Now in his eighth year with the organization, but first as a full-time NHLer, Sparks is comfortable in the Leafs room. He feels like he’s grown up alongside chunks of the core. He recalls standing behind Jake Gardiner at their first rookie tournament way back in 2011. He takes joy in playing epic sessions of the rebound game post-practice with one of the sport’s most dangerous collections of shooters.
Sparks’s habit of being last to leave the organization’s practice facility is something he picked up last season, the one that ended with trophies and confetti, so he’s sticking with it.
“And I enjoy being at the rink,” Sparks says. “I got nothing else better going on in my life.”
Not yet, but this will all come to a head.
Can Sparks become Andrei Vasilevskiy or Juuse Saros — the heir apparent? Can he adapt, the way McElhinney did, to the role of perma-backup? Or will he turn out to be a guy who worked his butt off and thrived in the AHL? Enroth’s numbers in the KHL these days are decent.

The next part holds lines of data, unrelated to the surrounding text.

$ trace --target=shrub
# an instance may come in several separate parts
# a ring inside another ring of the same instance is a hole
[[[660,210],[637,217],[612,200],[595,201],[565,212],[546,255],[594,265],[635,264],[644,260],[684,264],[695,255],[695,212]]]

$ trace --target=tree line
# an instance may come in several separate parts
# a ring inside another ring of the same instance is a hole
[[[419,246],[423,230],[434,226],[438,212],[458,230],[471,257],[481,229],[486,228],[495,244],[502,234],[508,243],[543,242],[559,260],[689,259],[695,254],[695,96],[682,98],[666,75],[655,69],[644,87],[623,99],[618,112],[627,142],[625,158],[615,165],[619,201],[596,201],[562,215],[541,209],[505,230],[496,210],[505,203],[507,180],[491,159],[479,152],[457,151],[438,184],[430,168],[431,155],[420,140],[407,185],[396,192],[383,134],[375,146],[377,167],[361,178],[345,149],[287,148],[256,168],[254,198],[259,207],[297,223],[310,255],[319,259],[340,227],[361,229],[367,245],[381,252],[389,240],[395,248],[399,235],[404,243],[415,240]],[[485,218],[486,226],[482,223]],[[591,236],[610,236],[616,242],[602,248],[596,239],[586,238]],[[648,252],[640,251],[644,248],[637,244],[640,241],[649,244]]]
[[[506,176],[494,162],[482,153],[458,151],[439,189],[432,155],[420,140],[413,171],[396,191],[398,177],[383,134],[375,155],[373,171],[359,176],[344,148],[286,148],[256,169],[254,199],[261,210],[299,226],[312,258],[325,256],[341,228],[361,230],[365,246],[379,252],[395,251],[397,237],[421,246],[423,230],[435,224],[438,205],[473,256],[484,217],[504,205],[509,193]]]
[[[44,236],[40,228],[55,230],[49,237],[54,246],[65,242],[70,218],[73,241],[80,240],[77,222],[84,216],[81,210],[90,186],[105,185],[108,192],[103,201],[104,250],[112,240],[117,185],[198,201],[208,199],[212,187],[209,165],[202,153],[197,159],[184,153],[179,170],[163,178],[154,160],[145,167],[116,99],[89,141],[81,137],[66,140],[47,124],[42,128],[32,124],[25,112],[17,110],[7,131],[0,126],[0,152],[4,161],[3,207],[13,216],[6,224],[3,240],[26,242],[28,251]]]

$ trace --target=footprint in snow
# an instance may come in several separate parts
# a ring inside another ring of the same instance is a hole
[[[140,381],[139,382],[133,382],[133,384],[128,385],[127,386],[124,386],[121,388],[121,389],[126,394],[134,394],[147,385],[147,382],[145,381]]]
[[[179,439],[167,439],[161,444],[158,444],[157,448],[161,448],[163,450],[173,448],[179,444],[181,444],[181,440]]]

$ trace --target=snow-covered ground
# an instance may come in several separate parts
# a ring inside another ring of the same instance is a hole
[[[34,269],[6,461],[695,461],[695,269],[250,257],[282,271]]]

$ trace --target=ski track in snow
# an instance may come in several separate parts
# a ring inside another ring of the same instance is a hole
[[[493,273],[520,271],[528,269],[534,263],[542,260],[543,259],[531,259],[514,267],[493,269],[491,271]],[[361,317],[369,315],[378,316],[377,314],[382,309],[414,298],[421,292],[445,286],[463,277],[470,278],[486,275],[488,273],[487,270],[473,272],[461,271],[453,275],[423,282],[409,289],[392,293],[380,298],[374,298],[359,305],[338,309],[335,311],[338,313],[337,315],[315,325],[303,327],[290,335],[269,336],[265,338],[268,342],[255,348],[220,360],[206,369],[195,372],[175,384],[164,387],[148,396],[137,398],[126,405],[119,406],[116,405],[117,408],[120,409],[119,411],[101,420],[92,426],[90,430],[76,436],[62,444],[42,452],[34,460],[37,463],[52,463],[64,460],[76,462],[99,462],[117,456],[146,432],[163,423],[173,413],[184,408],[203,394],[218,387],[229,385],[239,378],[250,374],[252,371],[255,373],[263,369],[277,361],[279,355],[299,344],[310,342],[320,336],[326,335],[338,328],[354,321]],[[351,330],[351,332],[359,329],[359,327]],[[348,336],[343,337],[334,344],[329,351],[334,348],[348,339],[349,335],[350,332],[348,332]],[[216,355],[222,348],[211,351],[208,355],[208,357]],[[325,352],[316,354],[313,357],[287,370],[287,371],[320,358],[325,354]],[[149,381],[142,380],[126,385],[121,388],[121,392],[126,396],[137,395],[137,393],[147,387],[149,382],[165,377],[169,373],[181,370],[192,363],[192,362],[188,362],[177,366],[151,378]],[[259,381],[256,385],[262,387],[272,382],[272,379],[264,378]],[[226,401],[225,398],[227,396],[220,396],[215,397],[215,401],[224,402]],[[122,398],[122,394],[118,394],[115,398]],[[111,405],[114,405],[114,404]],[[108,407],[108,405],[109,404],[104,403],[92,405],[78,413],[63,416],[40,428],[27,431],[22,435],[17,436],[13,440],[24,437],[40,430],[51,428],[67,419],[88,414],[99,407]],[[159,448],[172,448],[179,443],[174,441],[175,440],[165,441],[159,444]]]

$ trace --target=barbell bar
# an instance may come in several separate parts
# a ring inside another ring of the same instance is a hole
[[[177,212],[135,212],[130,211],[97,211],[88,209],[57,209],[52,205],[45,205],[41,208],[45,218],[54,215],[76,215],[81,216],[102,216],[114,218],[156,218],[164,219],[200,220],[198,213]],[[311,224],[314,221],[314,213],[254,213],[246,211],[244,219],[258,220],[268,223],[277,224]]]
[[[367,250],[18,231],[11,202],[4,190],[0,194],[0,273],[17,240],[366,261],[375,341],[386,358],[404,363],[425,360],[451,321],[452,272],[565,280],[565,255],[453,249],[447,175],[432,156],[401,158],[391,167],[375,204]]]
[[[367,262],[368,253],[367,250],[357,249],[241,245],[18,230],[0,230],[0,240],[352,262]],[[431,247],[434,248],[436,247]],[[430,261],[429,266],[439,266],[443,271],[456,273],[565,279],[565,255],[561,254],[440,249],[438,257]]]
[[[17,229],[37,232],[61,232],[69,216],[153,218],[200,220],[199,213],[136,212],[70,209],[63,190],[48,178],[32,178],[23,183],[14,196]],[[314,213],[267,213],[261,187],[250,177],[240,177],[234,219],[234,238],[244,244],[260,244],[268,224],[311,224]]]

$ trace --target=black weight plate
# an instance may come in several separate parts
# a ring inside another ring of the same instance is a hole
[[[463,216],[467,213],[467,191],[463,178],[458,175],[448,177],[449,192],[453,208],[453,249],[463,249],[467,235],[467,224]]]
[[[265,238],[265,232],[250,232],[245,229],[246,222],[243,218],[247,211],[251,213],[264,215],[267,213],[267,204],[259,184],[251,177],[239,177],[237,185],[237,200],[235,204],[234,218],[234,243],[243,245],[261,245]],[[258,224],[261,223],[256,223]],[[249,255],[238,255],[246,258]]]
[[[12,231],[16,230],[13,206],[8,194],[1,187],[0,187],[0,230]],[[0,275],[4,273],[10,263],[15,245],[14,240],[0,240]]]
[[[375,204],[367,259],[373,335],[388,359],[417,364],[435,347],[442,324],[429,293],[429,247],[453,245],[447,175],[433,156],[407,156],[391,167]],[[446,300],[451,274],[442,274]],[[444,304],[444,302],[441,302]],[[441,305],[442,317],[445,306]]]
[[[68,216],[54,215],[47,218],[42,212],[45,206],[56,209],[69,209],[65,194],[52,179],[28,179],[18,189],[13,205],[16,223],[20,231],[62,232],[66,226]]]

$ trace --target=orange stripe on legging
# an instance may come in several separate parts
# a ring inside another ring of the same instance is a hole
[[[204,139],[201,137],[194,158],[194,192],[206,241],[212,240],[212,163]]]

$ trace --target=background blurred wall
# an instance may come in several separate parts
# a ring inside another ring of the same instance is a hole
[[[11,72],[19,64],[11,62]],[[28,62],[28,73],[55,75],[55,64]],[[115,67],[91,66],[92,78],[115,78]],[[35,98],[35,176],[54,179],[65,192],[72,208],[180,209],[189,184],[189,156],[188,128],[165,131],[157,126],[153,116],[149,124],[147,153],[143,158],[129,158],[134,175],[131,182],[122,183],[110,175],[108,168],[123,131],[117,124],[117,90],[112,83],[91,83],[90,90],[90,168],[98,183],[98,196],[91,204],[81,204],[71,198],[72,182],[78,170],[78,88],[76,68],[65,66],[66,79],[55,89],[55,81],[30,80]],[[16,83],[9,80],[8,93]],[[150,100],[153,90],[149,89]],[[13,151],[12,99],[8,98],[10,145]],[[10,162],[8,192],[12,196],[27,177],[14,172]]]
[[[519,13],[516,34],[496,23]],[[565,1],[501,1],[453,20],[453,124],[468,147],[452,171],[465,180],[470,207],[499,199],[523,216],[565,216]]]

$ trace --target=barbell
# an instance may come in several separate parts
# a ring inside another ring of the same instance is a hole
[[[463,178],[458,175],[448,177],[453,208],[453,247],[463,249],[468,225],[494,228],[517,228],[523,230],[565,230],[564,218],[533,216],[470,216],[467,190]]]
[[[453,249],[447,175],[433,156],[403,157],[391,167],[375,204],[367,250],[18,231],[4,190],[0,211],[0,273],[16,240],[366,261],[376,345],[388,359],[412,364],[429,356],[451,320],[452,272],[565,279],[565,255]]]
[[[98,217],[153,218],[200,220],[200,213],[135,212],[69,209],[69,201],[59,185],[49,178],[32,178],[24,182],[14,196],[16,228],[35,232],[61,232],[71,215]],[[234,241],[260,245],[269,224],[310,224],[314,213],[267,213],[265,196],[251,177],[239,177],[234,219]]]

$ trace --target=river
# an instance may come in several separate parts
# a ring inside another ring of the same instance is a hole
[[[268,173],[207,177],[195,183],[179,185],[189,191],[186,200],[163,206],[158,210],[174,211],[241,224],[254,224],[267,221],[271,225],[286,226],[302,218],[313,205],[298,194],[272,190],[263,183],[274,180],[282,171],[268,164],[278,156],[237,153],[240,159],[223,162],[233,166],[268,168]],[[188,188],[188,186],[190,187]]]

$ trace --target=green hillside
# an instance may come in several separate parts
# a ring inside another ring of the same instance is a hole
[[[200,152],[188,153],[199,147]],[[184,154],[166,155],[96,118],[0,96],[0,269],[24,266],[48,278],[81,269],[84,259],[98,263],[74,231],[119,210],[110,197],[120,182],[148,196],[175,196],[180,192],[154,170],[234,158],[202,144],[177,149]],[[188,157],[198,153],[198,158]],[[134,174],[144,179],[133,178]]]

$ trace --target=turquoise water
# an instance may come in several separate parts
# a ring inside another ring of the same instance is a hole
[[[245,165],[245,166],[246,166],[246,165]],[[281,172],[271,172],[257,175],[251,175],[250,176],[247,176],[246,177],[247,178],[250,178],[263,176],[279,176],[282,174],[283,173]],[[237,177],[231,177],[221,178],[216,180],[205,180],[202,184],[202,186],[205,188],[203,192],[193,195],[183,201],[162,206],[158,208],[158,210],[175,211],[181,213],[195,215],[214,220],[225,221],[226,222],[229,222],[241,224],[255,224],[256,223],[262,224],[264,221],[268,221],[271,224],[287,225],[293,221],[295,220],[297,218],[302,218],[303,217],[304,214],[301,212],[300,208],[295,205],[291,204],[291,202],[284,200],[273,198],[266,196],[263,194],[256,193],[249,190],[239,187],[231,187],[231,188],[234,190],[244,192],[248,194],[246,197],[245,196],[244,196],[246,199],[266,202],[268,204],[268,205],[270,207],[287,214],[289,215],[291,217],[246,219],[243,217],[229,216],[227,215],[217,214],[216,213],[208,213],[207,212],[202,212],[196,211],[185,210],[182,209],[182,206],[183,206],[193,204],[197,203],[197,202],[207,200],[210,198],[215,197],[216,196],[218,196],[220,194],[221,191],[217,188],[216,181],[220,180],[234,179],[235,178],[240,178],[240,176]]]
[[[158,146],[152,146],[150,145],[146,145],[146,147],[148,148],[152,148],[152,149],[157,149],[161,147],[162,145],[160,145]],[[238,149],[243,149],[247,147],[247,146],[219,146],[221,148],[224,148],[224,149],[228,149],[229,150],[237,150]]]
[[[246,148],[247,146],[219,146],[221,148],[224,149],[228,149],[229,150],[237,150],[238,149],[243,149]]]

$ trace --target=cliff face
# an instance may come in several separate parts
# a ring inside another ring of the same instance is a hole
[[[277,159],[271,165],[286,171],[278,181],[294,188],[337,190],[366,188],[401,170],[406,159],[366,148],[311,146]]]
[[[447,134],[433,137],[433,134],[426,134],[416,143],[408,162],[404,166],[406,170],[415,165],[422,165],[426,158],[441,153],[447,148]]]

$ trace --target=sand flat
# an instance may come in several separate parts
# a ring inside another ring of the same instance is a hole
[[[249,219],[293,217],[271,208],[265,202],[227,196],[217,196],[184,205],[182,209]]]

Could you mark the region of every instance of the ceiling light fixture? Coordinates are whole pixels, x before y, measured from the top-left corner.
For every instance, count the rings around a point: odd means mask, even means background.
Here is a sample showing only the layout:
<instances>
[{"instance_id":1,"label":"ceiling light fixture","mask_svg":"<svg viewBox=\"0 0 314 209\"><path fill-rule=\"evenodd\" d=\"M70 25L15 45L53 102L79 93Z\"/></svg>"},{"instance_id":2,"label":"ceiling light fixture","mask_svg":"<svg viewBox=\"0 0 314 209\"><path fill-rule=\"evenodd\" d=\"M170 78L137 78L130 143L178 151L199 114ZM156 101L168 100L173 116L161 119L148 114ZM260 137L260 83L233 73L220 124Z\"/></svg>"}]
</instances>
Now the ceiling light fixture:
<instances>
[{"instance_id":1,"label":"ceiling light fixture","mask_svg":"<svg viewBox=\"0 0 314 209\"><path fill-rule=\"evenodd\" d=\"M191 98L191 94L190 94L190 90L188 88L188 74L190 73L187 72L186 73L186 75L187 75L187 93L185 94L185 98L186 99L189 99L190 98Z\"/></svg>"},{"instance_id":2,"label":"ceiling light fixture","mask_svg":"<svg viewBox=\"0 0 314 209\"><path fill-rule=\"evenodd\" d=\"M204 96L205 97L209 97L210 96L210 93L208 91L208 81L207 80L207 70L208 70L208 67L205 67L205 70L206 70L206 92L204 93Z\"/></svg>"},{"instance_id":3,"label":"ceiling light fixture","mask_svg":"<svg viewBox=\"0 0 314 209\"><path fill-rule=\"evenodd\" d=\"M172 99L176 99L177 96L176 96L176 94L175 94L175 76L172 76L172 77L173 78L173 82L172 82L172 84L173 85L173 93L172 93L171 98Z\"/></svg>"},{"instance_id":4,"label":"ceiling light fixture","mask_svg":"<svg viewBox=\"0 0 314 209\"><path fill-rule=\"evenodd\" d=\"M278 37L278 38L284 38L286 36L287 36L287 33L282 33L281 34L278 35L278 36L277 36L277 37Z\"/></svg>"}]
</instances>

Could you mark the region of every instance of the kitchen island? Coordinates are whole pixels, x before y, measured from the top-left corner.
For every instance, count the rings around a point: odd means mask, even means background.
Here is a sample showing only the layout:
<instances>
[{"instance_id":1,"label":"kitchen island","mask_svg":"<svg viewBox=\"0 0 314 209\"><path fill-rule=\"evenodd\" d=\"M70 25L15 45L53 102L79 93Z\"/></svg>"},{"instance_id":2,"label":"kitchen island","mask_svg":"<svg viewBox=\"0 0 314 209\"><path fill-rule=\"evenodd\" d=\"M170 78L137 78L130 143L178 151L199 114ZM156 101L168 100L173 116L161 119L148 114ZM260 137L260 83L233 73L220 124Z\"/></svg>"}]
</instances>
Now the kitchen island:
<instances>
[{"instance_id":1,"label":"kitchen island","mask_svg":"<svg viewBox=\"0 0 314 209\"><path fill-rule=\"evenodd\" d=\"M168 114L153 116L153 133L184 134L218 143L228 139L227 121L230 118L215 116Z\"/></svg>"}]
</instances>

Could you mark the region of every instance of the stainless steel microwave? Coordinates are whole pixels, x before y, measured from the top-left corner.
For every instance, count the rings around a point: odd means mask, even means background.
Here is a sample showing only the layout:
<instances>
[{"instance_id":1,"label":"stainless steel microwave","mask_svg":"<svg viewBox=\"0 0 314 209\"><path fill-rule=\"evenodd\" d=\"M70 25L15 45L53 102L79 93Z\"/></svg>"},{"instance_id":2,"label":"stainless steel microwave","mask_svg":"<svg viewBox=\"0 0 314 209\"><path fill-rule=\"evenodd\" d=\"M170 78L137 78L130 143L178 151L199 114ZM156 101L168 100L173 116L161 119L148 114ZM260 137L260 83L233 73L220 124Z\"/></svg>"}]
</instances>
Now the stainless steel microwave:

The next chapter is this discovery period could unfold as early as Friday, as the Leafs face Anaheim in the second half of a back-to-back.
“Yeah, it’s another great opportunity,” beams Sparks, still adjusting to his sporadic schedule. “You’re not used to it. But you can use it as a challenge. You can use it to make you better — and that’s what I intend to do.”
Even after dozens of doffed hats rained around his crease and a deafening Boston crowd roared their approval of his undoing, Sparks remained optimistic.
“You play in challenging buildings in every league. You play in Estero, Fla., in the ECHL — it’s not a cakewalk. You play in Utica in the AHL — it’s not a cakewalk. I’ve let in five goals in a lot of those buildings,” the backup explains.
“You think your career is over for a second, and then you just get back to work.”